Introduction
DeepSeek-R1 is a Mixture-of-Experts (MoE) large language model developed by DeepSeek, featuring 671B total parameters
with 37B active parameters. It employs Multi-head Latent Attention (MLA) and DeepSeekMoE architecture, with built-in
multi-token prediction (MTP) for speculative decoding. The model excels at reasoning, math, and code tasks through
reinforcement learning-based training.
This document demonstrates the deployment of DeepSeek-R1 on Ascend NPUs using SGLang, including single-node PD mixed
mode, multi-node PD disaggregation mode, feature configuration, and performance optimization.
This document is validated and written based on SGLang v0.5.13. The current model (DeepSeek-R1) is fully supported in
this version. To use the latest features (e.g., PD disaggregation, speculative decoding), it is recommended to use
v0.5.13 or a later version.
Supported features
| Feature | Example usage |
|---|
| Tensor Parallelism | --tp-size 16 |
| Data Parallelism | --dp-size 16 |
| Expert Parallelism | --ep-size 16 \
--moe-a2a-backend deepep \
--deepep-mode auto |
| PD Disaggregation | --disaggregation-mode prefill \
--disaggregation-transfer-backend ascend |
| Quantization | --quantization modelslim |
| NPU Graph | enabled by default; disable with --disable-cuda-graph; control range via --cuda-graph-bs or --cuda-graph-max-bs; e.g. --cuda-graph-bs 4 8 20 21 22 |
| Speculative Decoding | --speculative-algorithm NEXTN \
--speculative-num-steps 2 \
--speculative-eagle-topk 1 \
--speculative-num-draft-tokens 3 |
| Overlap Schedule | export SGLANG_ENABLE_OVERLAP_PLAN_STREAM=1 |
| DP LM Head | --enable-dp-lm-head |
| MLAPO | export SGLANG_NPU_USE_MLAPO=1 |
| Multistream MoE | export SGLANG_NPU_USE_MULTI_STREAM=1 |
| NZ Weight Format | export SGLANG_USE_FIA_NZ=1 |
The values in the Example usage column are for illustration only. Adjust them according to your hardware, deployment
mode, and workload. For parameter details, see
Feature descriptions; for
recommended configurations for each deployment scenario, see Best practices.

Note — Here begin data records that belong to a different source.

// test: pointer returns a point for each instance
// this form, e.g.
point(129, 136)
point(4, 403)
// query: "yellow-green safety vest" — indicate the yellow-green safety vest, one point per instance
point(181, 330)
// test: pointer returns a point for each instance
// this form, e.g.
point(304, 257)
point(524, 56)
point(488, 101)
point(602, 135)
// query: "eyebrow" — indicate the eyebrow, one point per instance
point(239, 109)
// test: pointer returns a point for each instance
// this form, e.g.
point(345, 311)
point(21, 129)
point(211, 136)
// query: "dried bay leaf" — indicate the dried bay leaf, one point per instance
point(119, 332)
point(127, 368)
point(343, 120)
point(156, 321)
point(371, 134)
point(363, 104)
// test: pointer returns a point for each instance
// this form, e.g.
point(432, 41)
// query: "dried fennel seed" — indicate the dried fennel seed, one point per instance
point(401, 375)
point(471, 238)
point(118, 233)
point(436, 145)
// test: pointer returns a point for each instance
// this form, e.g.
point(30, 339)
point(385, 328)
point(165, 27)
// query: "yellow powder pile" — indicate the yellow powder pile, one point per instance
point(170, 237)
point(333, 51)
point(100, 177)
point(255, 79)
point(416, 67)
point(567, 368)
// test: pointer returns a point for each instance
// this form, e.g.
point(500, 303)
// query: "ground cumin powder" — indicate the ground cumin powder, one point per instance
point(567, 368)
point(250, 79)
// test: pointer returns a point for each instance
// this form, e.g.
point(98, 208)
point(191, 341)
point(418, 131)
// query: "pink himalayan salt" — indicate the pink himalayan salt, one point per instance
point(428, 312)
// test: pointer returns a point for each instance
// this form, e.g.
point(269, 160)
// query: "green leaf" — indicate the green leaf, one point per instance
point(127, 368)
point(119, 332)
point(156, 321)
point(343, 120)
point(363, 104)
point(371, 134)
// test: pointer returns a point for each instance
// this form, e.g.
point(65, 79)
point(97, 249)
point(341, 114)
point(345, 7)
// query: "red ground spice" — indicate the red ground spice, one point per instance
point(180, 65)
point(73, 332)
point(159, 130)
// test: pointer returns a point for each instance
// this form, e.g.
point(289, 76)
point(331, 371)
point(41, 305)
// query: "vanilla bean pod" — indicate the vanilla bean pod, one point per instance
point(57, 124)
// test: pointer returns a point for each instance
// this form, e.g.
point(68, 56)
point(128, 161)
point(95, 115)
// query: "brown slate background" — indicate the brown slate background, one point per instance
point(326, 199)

For feature compatibility and conflict information between features,
see Feature Compatibility.
Prerequisites
Model weights
Before downloading model weights, check the model size to reserve enough disk space.
Ensure the available device memory exceeds the model weight size before deployment. For optimal throughput and latency,
refer to the best practice configurations which may require additional nodes or cards.
It is recommended to download the model weights to a shared directory across multiple nodes.
Installation
The Docker image requires at least 30 GB of free space. Ensure sufficient disk space before pulling images.
The dependencies required for the NPU runtime environment have been integrated into a Docker image and uploaded to the
online platform. You can directly pull it.
Both stable releases and daily builds are available. The following command is based on the stable release tag.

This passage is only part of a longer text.